With an increase in retirees amongst baby boomers and a strong interest in entrepreneurism seen in millennials, it can be difficult to secure top talent for your supply chain. The traditional channels, such as job postings, online sites and tradeshows are still viable options; but they're not necessarily the best or most efficient.
Cater to their Specific Career Path
Showing interest in the ongoing career development of your supply chain employees is helpful in a variety of ways. First, it lets you nurture the specific skills that you're looking for in your full-time staff. It also lets you monitor an employee's performance over the course of time, which could help you make the decision regarding promotions, pay raises or other bonuses.
You can also designate one of your current employees as a mentor. This is especially helpful if your mentor is looking to retire soon, as they can teach their replacements how to do the job. Some even partner with local community colleges and educational institutions to provide even more training and education.
Embrace the Evolving Workforce
The workforce within the supply chain is also evolving. More companies are becoming involved in the recruiting scene, either through a third-party staffing agency or by targeting potential employees when they're still in high school. This connects you with top supply chain talent as early as possible while providing recent graduates with an instant means of income.
You'll also want to target recruits who already have the right skill sets in place. There are many cross-functional skills, such as expertise in interpersonal communications, team leadership, supervision and human resources, which are highly useful when applied to the supply chain. Apart from bolstering warehouse safety, this will also minimize the initial training and orientation phases of your new hires.
The increased automation and technology in today's supply chain calls for workers who are familiar with computer software. Those who are able to diagnose basic problems with hardware or software systems are extremely desirable in today's workforce, but even those with a rudimentary interest in the field can make a comfortable living through supply chain management.

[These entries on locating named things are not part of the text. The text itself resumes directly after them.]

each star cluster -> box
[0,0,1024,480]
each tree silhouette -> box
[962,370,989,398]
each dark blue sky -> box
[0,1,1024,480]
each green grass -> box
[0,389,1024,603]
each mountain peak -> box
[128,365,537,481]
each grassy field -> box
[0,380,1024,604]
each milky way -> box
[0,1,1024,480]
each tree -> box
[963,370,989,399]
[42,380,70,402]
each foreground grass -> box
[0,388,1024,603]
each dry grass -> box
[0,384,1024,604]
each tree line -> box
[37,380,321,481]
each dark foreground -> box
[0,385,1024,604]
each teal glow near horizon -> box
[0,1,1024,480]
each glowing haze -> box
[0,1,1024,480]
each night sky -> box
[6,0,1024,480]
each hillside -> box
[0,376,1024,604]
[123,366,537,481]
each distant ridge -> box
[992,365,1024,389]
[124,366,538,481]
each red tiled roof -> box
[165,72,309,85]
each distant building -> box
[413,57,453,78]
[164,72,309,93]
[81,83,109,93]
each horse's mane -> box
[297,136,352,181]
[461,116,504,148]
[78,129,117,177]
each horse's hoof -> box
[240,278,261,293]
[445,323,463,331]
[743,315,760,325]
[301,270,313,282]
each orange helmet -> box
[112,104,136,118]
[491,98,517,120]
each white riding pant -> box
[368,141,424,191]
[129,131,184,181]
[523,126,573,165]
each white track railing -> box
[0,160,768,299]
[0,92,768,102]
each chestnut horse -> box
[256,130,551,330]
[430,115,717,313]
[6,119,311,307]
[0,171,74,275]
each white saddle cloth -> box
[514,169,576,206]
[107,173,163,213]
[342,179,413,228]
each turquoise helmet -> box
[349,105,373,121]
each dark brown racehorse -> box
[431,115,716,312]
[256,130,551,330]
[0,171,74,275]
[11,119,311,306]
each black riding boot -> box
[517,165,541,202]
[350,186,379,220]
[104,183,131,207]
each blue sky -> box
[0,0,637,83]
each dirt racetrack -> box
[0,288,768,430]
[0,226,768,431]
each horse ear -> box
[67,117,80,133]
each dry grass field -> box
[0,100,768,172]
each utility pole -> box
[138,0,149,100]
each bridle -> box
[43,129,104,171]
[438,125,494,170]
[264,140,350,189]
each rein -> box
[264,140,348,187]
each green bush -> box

Be on the lookout for generational shift changes. Baby boomers went from making calculations and measurements with hand tools to using highly sophisticated computer software. Millennials are seeing a greater emphasis on mobile communications, remote connectivity and scheduling flexibility. Whereas are grandparents regularly worked more than 40 hours per week, many of today's millennials want to spend as little time in the office or factory as possible.
Use Proven Hiring Methods
It's important to use the correct strategies when trying to recruit and hire professionals for your supply chain. Nearly any of the traditional channels can also be used, but some are bound to be more successful than others. There are also some brand new methods that are unique to millennial workers or the supply chain in general. Think outside the box. Consider recruiting on military bases, or working with veterans. Many of our past and present service members have the skillset necessary for the supply chain. "Supply chain is the most logical fit for veterans as they transition out of the military because the Department of Defense is the largest Supply Chain provider in the world. Almost every role in the military has some aspect of supply chain theory involved; whether a service member is helping to move people, product, or parts from one location to another, they are working almost daily to support the overall mission of their military units,” says Amanda Veinott, a military talent expert at Miligistix. What companies need to realize though, is that not all veterans will realize how great a fit supply chain jobs are.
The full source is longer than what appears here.